Però, quando si parla delle evasioni o elusioni fiscali di Apple, si dovrebbe quanto meno alzare un sopracciglio. O l’analisi di Dediu è numericamente sbagliata, cose che fatico a credere una volta letto l’articolo, o in effetti Apple le tasse le paga. I tredici miliardi chiesti all’Irlanda dalla Commissione Europea sono il dieci percento della cifra di cui sopra, giusto per contestualizzare.

Un classico che emoziona

World of Warcraft come è oggi è impegnativo e appassionante.

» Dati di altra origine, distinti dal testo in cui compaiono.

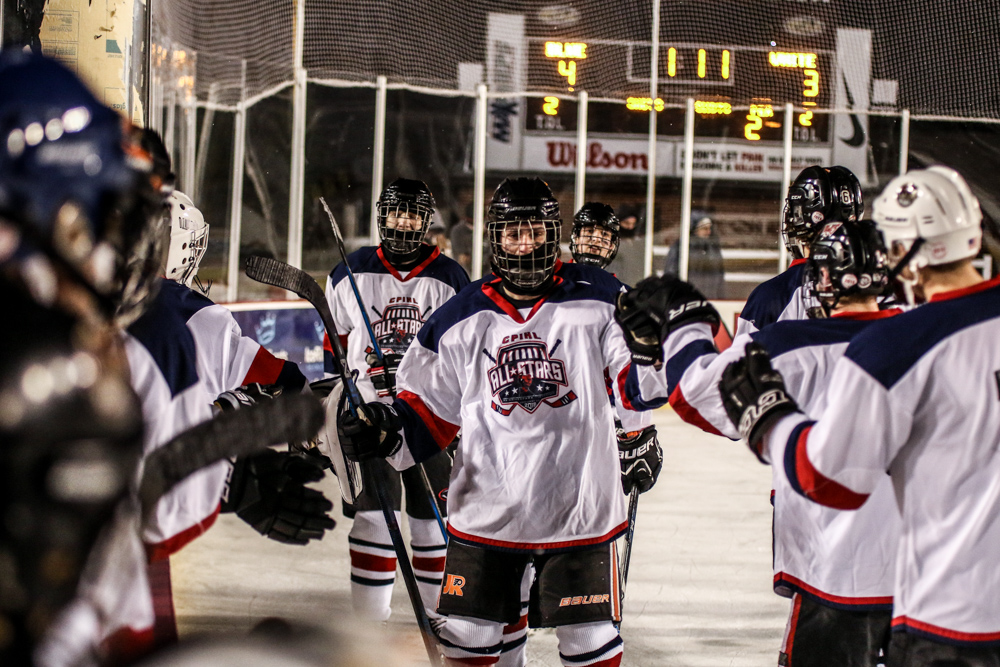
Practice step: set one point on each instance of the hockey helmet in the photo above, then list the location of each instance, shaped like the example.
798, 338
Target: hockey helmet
595, 236
846, 259
405, 209
74, 185
819, 195
188, 239
523, 226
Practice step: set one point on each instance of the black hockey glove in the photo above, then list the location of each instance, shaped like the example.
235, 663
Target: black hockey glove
383, 373
269, 492
374, 433
249, 394
655, 307
754, 396
641, 459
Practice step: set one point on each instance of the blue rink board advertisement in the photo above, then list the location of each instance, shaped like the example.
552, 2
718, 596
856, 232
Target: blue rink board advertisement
289, 330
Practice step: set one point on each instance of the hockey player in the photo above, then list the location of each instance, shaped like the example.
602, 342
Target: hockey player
836, 566
919, 390
401, 281
517, 362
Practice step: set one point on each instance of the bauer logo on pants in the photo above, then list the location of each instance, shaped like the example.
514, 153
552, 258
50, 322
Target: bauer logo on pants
454, 585
525, 374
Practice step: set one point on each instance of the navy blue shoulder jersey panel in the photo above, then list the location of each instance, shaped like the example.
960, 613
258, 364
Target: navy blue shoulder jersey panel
163, 331
889, 348
769, 299
448, 271
788, 335
463, 305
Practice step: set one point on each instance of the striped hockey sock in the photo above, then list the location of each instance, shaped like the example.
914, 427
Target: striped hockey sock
373, 566
589, 645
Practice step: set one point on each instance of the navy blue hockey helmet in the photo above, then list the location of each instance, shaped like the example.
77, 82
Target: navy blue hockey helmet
846, 259
595, 235
523, 226
819, 195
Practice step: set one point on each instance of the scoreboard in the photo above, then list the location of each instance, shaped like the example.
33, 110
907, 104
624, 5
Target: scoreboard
739, 92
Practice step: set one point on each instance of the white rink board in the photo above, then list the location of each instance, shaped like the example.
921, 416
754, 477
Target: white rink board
699, 592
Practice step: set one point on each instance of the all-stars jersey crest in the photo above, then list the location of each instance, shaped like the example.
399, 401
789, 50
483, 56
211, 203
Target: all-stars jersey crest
398, 303
537, 467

Così come è nato quindici anni fa, chiedeva pazienza e restituiva emozione.

Non ho tempo per giocare stabilmente e guardo magari a un giorno nel quale girerò per Azeroth scortato dalle figlie, ma questo agosto WoW Classic lo voglio provare in ogni caso.

Di cose impegnative e appassionanti sono pieno, mentre l’emozione rimane merce rara.

Un non comune sentire

A seguito dello sproloquio di ieri comprendente IA Writer, devo riportare il dettaglio dei miglioramenti tipografici apportati al programma.

Lo trovo entusiasmante da un punto di vista ideale, indipendentemente dal gradimento o meno per i nuovi font. I quali però sono espressamente studiati per consentire variazioni e aggiustamenti in quantità praticamente infinita per figurare al meglio su ogni apparecchio e in ogni configurazione. Ci sono compensazioni automatiche delle spaziature orizzontali e verticali, un lavoro appassionato per arrivare a un font che riunisca le caratteristiche migliori di monospaziato e proporzionale insieme.

Dove si capisce che la strada è interessante, è qui:

La parte folle è che probabilmente non ti accorgerai di niente. Però lo potresti sentire.

I font sono su GitHub, scaricabili gratuitamente.

A una software house indipendente, che potrebbe tranquillamente cavarsela con un menu di otto font abituali, veramente non so che cosa si potrebbe chiedere di più. Anche solo scaricare i font, che non costa niente, è un sostegno per quanto piccolo alla loro causa, che oggi è tangente alla causa per la buona tipografia.

Forse non si vede, ma la tipografia è una causa cruciale. Perché si sente.